In fact, just as the proportion of ingredients in cooking determines the flavors in food, proportion of sizes plays an important spatial role for every artwork we make whether drawing, painting, or sculpting. Once we make the first shape, the size of every shape to follow will affect and will be affected by the first shape we made.
Size and Proximity
One way size affects shapes is to show their distance from one another. Our vision is such that the further away a thing is, the smaller we see it compared to anything in front of it. Looking out my window I can see trees. I can hold up one finger and totally block out a tree not thirty feet away from me. The same finger can block out five trees a hundred feet away.
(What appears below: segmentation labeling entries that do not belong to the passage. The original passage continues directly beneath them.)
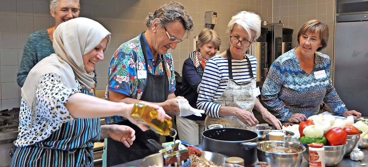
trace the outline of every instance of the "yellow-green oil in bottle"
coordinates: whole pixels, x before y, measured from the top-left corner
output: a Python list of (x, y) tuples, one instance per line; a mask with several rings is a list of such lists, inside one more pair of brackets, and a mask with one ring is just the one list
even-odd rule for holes
[[(138, 121), (151, 127), (156, 133), (163, 135), (176, 135), (176, 131), (172, 128), (173, 123), (165, 119), (163, 122), (157, 119), (157, 111), (146, 105), (134, 104), (131, 117)], [(175, 135), (173, 131), (175, 131)], [(171, 132), (171, 133), (170, 133)]]

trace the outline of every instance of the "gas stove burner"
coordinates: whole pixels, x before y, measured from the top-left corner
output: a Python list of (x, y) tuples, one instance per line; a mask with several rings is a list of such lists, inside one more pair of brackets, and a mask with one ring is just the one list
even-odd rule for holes
[(18, 130), (20, 108), (13, 108), (0, 111), (0, 131)]

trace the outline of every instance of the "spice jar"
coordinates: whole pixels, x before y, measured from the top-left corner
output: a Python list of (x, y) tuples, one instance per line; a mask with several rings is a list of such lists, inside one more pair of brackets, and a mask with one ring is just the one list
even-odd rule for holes
[(268, 163), (260, 161), (256, 163), (255, 167), (268, 167)]
[(309, 144), (309, 167), (325, 167), (325, 148), (323, 143)]

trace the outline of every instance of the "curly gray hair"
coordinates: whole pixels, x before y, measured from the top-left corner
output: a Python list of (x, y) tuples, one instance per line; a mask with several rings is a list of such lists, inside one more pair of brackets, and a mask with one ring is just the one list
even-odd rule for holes
[(171, 22), (176, 20), (181, 22), (188, 35), (193, 30), (194, 26), (192, 17), (185, 11), (184, 6), (175, 1), (170, 1), (160, 7), (154, 13), (149, 12), (145, 19), (147, 27), (151, 26), (153, 20), (156, 18), (160, 19), (160, 25), (163, 26), (170, 26)]
[[(52, 12), (55, 13), (55, 10), (56, 9), (56, 7), (59, 5), (59, 3), (61, 0), (51, 0), (50, 1), (50, 8), (51, 9)], [(78, 8), (81, 8), (81, 5), (79, 4), (79, 0), (74, 0), (78, 4)]]

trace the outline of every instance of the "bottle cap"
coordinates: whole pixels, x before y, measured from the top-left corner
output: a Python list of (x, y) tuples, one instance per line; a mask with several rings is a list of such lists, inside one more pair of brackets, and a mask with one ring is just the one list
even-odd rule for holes
[(225, 160), (225, 162), (233, 164), (237, 164), (242, 166), (244, 166), (244, 160), (243, 158), (237, 157), (230, 157)]
[(322, 148), (324, 145), (323, 143), (312, 143), (309, 144), (309, 146), (313, 148)]

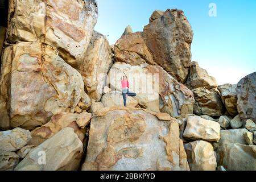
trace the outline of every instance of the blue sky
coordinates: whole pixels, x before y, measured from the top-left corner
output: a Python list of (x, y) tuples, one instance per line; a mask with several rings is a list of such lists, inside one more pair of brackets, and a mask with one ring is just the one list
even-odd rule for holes
[[(95, 30), (114, 44), (125, 27), (142, 31), (155, 10), (183, 10), (194, 38), (192, 61), (199, 63), (219, 85), (237, 84), (256, 71), (255, 0), (96, 0), (99, 16)], [(210, 17), (209, 5), (217, 5)]]

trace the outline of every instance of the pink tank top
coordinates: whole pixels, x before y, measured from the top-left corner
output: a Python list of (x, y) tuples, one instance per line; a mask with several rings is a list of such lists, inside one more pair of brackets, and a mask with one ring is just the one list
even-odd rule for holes
[(121, 81), (122, 82), (122, 88), (123, 89), (127, 88), (129, 88), (129, 82), (128, 81)]

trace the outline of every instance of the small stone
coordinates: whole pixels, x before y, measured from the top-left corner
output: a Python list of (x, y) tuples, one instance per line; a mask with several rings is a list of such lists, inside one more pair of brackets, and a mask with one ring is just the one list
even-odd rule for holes
[(253, 134), (250, 132), (243, 133), (243, 137), (249, 145), (253, 144)]
[(226, 129), (230, 126), (230, 121), (231, 119), (230, 119), (226, 115), (222, 115), (220, 117), (218, 123), (222, 128)]
[(17, 154), (21, 159), (24, 159), (29, 153), (30, 150), (35, 147), (35, 146), (26, 146), (18, 151)]
[(217, 171), (226, 171), (226, 170), (222, 166), (220, 166), (217, 167)]
[(245, 127), (251, 132), (256, 131), (256, 124), (251, 119), (247, 120)]
[(19, 163), (19, 158), (14, 152), (0, 150), (0, 171), (13, 171)]
[(1, 150), (14, 152), (26, 146), (31, 139), (30, 132), (19, 127), (0, 132)]
[(231, 127), (234, 129), (239, 129), (243, 126), (243, 122), (240, 118), (240, 116), (237, 115), (230, 121)]

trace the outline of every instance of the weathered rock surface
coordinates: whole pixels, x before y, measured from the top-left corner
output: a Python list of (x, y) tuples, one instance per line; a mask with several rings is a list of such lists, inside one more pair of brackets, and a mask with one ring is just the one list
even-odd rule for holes
[(208, 90), (205, 88), (199, 88), (192, 91), (196, 100), (194, 106), (194, 113), (196, 114), (208, 115), (210, 117), (223, 115), (224, 106), (217, 88)]
[(51, 45), (74, 65), (82, 60), (98, 8), (94, 0), (11, 0), (9, 14), (8, 43), (39, 42)]
[(82, 113), (81, 114), (60, 113), (54, 115), (51, 121), (42, 126), (31, 131), (32, 139), (30, 144), (38, 146), (47, 139), (65, 127), (71, 127), (82, 142), (85, 131), (80, 127), (84, 128), (90, 121), (92, 114)]
[(256, 124), (251, 119), (246, 121), (245, 127), (251, 132), (256, 131)]
[(102, 102), (94, 102), (90, 106), (90, 111), (92, 113), (96, 113), (98, 110), (102, 109), (104, 107), (104, 105)]
[(218, 86), (216, 80), (208, 75), (207, 71), (200, 68), (197, 62), (192, 62), (189, 67), (186, 85), (191, 89), (204, 87), (211, 89)]
[(181, 10), (155, 12), (144, 27), (143, 36), (154, 62), (184, 83), (191, 61), (193, 31)]
[(203, 140), (218, 142), (220, 139), (220, 126), (216, 122), (200, 117), (189, 117), (183, 136), (188, 140)]
[(7, 102), (11, 127), (30, 130), (53, 114), (73, 112), (80, 101), (84, 109), (90, 106), (81, 75), (51, 47), (21, 42), (5, 49), (2, 58), (6, 67), (1, 75), (1, 122), (8, 122)]
[(220, 125), (224, 129), (226, 129), (230, 126), (231, 119), (226, 115), (221, 115), (218, 121)]
[(221, 130), (221, 139), (219, 143), (238, 143), (246, 144), (246, 141), (243, 137), (243, 133), (247, 132), (246, 129), (233, 129)]
[(35, 148), (34, 146), (26, 146), (17, 151), (17, 155), (20, 159), (24, 159), (34, 148)]
[(82, 75), (91, 99), (101, 100), (112, 60), (109, 43), (102, 34), (94, 31), (87, 51), (76, 68)]
[(250, 132), (246, 132), (243, 133), (243, 137), (246, 143), (249, 145), (253, 144), (253, 134)]
[(242, 78), (237, 84), (237, 110), (241, 118), (256, 123), (256, 72)]
[(218, 122), (218, 119), (214, 119), (212, 118), (210, 116), (207, 115), (200, 115), (200, 117), (201, 117), (203, 119), (207, 119), (207, 120), (210, 120), (210, 121), (214, 121)]
[[(127, 98), (127, 106), (135, 107), (138, 105), (138, 101), (131, 97)], [(122, 92), (119, 91), (111, 91), (102, 96), (101, 102), (104, 107), (123, 106), (123, 99)]]
[(237, 85), (225, 84), (218, 86), (220, 96), (226, 110), (233, 117), (238, 114), (237, 108)]
[(216, 170), (216, 158), (210, 143), (195, 141), (185, 144), (184, 147), (191, 171)]
[(225, 143), (218, 148), (218, 164), (228, 171), (255, 171), (256, 146)]
[(150, 18), (150, 23), (152, 22), (154, 20), (159, 18), (164, 14), (164, 11), (155, 10), (153, 12)]
[(82, 170), (189, 169), (175, 119), (139, 109), (117, 109), (93, 118)]
[[(5, 42), (5, 31), (6, 28), (2, 26), (0, 26), (0, 55), (2, 53), (2, 49), (3, 46), (3, 42)], [(1, 66), (0, 63), (0, 66)]]
[(132, 65), (147, 63), (156, 65), (146, 45), (142, 32), (135, 32), (122, 36), (115, 44), (115, 59), (117, 61)]
[[(73, 129), (66, 127), (30, 151), (14, 169), (15, 171), (77, 170), (82, 152), (82, 142)], [(44, 163), (45, 165), (40, 165), (39, 161), (42, 164)]]
[(131, 26), (129, 25), (125, 28), (125, 31), (123, 32), (123, 34), (122, 35), (122, 36), (127, 35), (129, 35), (129, 34), (131, 34), (133, 33), (133, 29), (131, 28)]
[(19, 163), (19, 158), (14, 152), (0, 150), (0, 171), (13, 171)]
[(230, 121), (231, 127), (233, 129), (239, 129), (243, 126), (243, 122), (240, 118), (240, 116), (237, 115)]
[(26, 145), (31, 139), (30, 132), (20, 128), (0, 132), (0, 149), (14, 152)]
[(193, 113), (192, 92), (160, 67), (117, 63), (109, 73), (112, 90), (121, 90), (120, 78), (123, 71), (128, 76), (131, 90), (137, 94), (134, 98), (142, 107), (172, 117)]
My finger is certainly much smaller than any of those tree trunks, yet its proximity to my eyes makes it appear larger by comparison.
Size and Foreshortening
But size plays yet another role—it also enables us to foreshorten. So what does it mean to foreshorten and why is it important to know?
(To stray a bit), prowling the internet, I was hoping to find a clear explanation for foreshortening, but all I could find was a lot of dense rhetoric that I think fails to communicate exactly what foreshortening does. So let's begin with an illustration. Look below at the two photos of the same male cardinal.
The photo on the right is a side view where we can perceive the bird’s full length head to tail. The other is a rear view where we can see his tail and his head, but we see them substantially closer to each other than in the side view. In the rear view, the space between the cardinal's head and tail is foreshortened.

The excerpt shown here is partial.